Although EC 002 is highly uncommon, other studies have found that such silicons with silicon infusion were probably common during the formation of our solar system, “contrary to what the meteorite record suggests,” the researchers wrote.
“It is reasonable to assume that many similar chondritic bodies were simultaneously accreted and covered by the same type of primordial crust,” the study’s authors said. However, when scientists looked at the spectral “fingerprints” of the cosmic objects – wavelength patterns in the light they emit or reflected – and compared them to EC 002, they found no similarities.
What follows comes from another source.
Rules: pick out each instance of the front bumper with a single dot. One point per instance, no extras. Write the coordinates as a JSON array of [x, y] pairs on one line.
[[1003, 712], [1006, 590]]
Even after comparing 10,000 objects in the Sloan Digital Sky Survey database, EC 002 was ‘clearly distinguishable from all asteroid groups’, the scientists reported. “No object with spectral properties similar to EC 002 has been identified to date.”
Where are all the protoplanets with andesite crusts today? According to the study, most of these protoplanets probably occurred in our solar system during the volatile period of planetary birth. Either they were shattered in collisions with other rocky bodies, or they were taken up by larger and more successful rocky planets, such as Earth, Mars, Venus and Mercury, which left few traces to spawn meteorites like EC 002.
“Remains of primeval enesity crust are therefore not only rare in the meteorite record, but they are also rare in the asteroid belt today,” the scientists wrote.
The findings were published online in the journal on March 8 Proceedings of the National Academy of Sciences.